I Can Do Anything, So How Do I Choose? - Newsweek.com

Sometimes I find articles that just speak to me, this was one of those articles. We all take different paths in life, and for those not traveling on the one I am this probably meant nothing to you. But just know, this is where I am as a person. And sometimes it's very important for me to take a step back and really appreciate it. I don't do that enough. I think I spend too much time wishing my life away, or wishing I was living someone else's journey...I really need to stop that.

Thursday, December 11, 2008

Quote of the Day

"One of my she-roes is Mother Theresa, she is an icon for what it means to be pro-life but it’s not because she ran around wearing an “Abortion is Murder” shirt. She said, if you didn’t want to have your babies, you can give them to me. That has an integrity that you can not argue with. Jesus had a political manifesto in the Sermon on the Mount and the beatitudes and the poor are at the very center of it. So if our political agenda is not good news to the poor, then it’s not the gospel of Jesus."

Shane Claiborne, a founding pastor of The Simple Way, a church in inner city Philadelphia

I just thought that was an awesome quote, so I had to share it beyond my little Tumblr world (again, if you aren't on Tumblr you don't know what you're missing).

One of my ultimate fascinations with the pro-Life movement is how much it could do if it took all of that mobilized energy and instead of focusing it on ending all abortions, focus it on ending all of the situations that lead women to choose abortions.

If adoption were simpler in this country, what difference would it make? If more families looked beyond biological children and opened their eyes and hearts to the beauty of adoption, what difference would it make? If more emphasis were put on ending poverty, improving conditions in inner cities and providing assistance to those in need, what difference would it make?

Food for thought on this chilly December night, indeed.

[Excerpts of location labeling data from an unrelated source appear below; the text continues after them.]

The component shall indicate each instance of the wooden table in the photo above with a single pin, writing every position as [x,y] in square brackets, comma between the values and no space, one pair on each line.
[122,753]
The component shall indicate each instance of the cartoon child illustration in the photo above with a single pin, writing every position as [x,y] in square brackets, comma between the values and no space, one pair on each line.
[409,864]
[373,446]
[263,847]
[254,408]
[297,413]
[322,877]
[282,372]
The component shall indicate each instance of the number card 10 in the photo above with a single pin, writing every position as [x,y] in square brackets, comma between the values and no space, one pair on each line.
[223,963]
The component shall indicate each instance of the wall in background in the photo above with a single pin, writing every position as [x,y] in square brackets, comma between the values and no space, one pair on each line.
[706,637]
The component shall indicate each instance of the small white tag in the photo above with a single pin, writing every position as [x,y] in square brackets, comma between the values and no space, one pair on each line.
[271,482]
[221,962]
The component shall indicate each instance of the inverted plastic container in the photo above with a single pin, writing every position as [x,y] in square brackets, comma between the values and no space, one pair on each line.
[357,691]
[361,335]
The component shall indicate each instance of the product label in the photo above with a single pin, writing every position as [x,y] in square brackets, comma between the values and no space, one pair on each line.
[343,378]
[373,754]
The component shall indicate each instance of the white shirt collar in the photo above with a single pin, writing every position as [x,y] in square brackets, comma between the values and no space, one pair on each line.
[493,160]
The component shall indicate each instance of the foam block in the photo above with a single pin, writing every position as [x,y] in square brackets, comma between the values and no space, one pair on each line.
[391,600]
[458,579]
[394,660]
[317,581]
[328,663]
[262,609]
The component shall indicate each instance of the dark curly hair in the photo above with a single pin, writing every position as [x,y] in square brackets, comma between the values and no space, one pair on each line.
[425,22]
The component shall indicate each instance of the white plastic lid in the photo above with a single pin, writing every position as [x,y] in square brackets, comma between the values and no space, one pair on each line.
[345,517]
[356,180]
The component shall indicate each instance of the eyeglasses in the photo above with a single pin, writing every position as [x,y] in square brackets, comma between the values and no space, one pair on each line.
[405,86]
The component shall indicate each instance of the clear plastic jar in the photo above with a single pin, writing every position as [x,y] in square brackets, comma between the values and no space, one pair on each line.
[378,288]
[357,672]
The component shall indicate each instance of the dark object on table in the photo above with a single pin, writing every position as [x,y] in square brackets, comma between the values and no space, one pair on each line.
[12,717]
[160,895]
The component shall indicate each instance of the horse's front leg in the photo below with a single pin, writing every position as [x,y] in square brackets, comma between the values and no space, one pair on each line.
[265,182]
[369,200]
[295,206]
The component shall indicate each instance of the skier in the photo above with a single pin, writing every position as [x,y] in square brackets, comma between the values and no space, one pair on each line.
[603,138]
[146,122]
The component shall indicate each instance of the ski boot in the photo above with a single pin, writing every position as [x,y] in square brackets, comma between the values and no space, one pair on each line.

I'm sitting here snuggled up under the blankets, still freezing to death though. I made 120 peanut butter buckeyes for my Mom's office Christmas party tomorrow. How I got roped into doing that, I'm still not sure. But there I stood methodically dipping peanut butter into melted chocolate for God knows how long, and I don't care if I never see another one of those damn candies again.

(Ha, yeah right. I call BS on my on BS, you watch me.) ;)

So anyways, there's that tidbit. I leave you with quite possibly Amy Poehler's best Hillary Clinton to date. It's pretty fabulous.



This Saturday is Amy's last official SNL, unless they ever have her back to host I suppose, or if an obscure VP candidate pops up in the future and looks freakishly just like her. Either way, heads up.

Friday, July 25, 2008

Quote of the Day

"Lord, protect my family and me. Forgive me my sins and help me guard against pride and despair. Give me the wisdom to do what is right and just. And make me an instrument of your will."

--Barack Obama, prayer at the Western Wall

Thursday, July 10, 2008

Quote of the Day

"Flip-flops of course, I like Havaianas (a brazilian sandal) because they are so easy to wash off..."

--Rihanna, In Style Magazine interview on her favorite beach accessories

Dude, I totally recommended them first. But...ditto anyway.

Thursday, March 27, 2008

Best Response So Far on my Bill Clinton Story

Upon telling said person about shaking his hand: "You washed it right? I mean, you know what he does with it..."

Me: "Uhh, yes, I washed it. But umm, pretty sure he managed to go hands free most of the time."

Saturday, March 8, 2008

Quote of the Day

“I would like to know how," says Love. "He should probably get his ass back home if that is the case.”

--Courtney Love on, deceased husband, Kurt Cobain's identity theif. 188 credit accounts have been opened in his name and a $3.2 million dollar home in New Jersey was purchased last year.

Friday, February 15, 2008

Quote of the Day

"I think they want to be judge and jury," Barkley replied. "Like, I'm for gay marriage. It's none of my business if gay people want to get married. I'm pro-choice. And I think these Christians, first of all, they're not supposed to judge other people. But they're the most hypocritical judge of people we have in the country. And it bugs the hell out of me. They act like they're Christians. They're not forgiving at all."